Qatar researchers investigated SARS-CoV-2 Omicron symptomatic BA.1 infection, symptomatic BA.2 infection, BA.1 hospitalization and death, and BA.2 hospitalization and death, between December 23, 2021 and February 21, 2022. The researchers conducted 6 national, matched, test-negative case-control studies were conducted to examine effectiveness of BNT162b2 (Pfizer-BioNTech) vaccine, mRNA-1273 (Moderna) vaccine, natural immunity due to prior infection with pre-Omicron variants, and hybrid immunity from prior infection and vaccination. They found that “Effectiveness of only prior infection against symptomatic BA.2 infection was 46.1% (95% CI: 39.5-51.9%). Effectiveness of only two-dose BNT162b2 vaccination was negligible at -1.1% (95% CI: -7.1-4.6), but nearly all individuals had received their second dose several months earlier. Effectiveness of only three-dose BNT162b2 vaccination was 52.2% (95% CI: 48.1-55.9%). Effectiveness of hybrid immunity of prior infection and two-dose BNT162b2 vaccination was 55.1% (95% CI: 50.9-58.9%).” The key finding was “There are no discernable differences in the effects of prior infection, vaccination, and hybrid immunity against BA.1 versus BA.2.”
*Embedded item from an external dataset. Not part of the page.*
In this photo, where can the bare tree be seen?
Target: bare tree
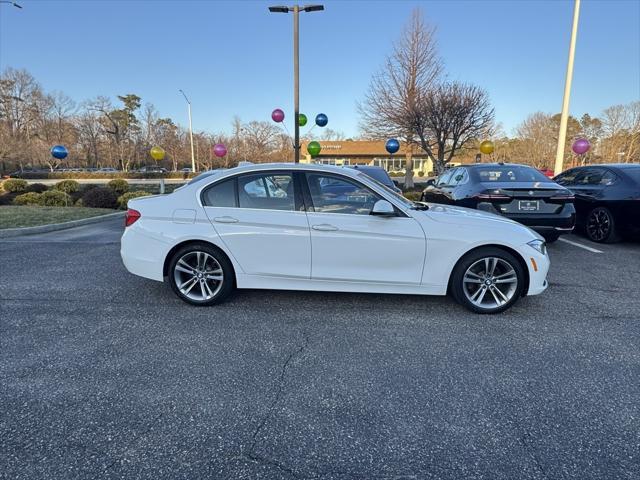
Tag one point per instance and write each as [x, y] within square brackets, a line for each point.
[411, 71]
[448, 117]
A Swedish study by Nordström et al. found that
the risk of SARS-CoV-2 reinfection and COVID-19 hospitalization in individuals who have survived and recovered from a previous infection remained suppressed for up to 20 months. This was a retrospective cohort study using Swedish nationwide registers managed by the Public Health Agency of Sweden, the National Board of Health and Welfare, and Statistics Sweden. Three cohorts were formed: Cohort 1 included unvaccinated individuals with natural immunity matched pairwise on birth year and sex to unvaccinated individuals without natural immunity at baseline. Cohort 2 and cohort 3 included individuals vaccinated with one dose (one-dose hybrid immunity) or two doses (two-dose hybrid immunity) of a COVID-19 vaccine, respectively, after a previous infection, matched pairwise on birth year and sex to individuals with natural immunity at baseline.
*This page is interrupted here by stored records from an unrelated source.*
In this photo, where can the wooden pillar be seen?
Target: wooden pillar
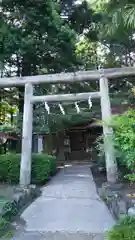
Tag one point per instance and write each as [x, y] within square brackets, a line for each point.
[25, 169]
[40, 144]
[111, 164]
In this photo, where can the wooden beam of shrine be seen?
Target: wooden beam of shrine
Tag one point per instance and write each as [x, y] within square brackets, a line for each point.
[80, 76]
[65, 97]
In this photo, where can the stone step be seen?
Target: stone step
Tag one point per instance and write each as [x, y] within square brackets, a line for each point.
[57, 236]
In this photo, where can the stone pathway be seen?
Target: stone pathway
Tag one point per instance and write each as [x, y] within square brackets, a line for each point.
[69, 208]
Specifically, after the initial 3 months para, natural immunity was associated with a 95% lower risk of SARS-CoV-2 infection (adjusted hazard ratio [aHR] 0·05 [95% CI 0·05–0·05] p<0·001) and an 87% (0·13 [0·11–0·16]; p<0·001) lower risk of COVID-19 hospitalization for up to 20 months of follow-up. Researchers concluded,
“The risk of SARS-CoV-2 reinfection and COVID-19 hospitalization in individuals who have survived and recovered from a previous infection remained low for up to 20 months. Vaccination seemed to further decrease the risk of both outcomes for up to 9 months, although the differences in absolute numbers, especially in hospitalizations, were small.> These findings suggest that if passports are used for societal restrictions, they should acknowledge either a previous infection or vaccination as proof of immunity, as opposed to vaccination only.”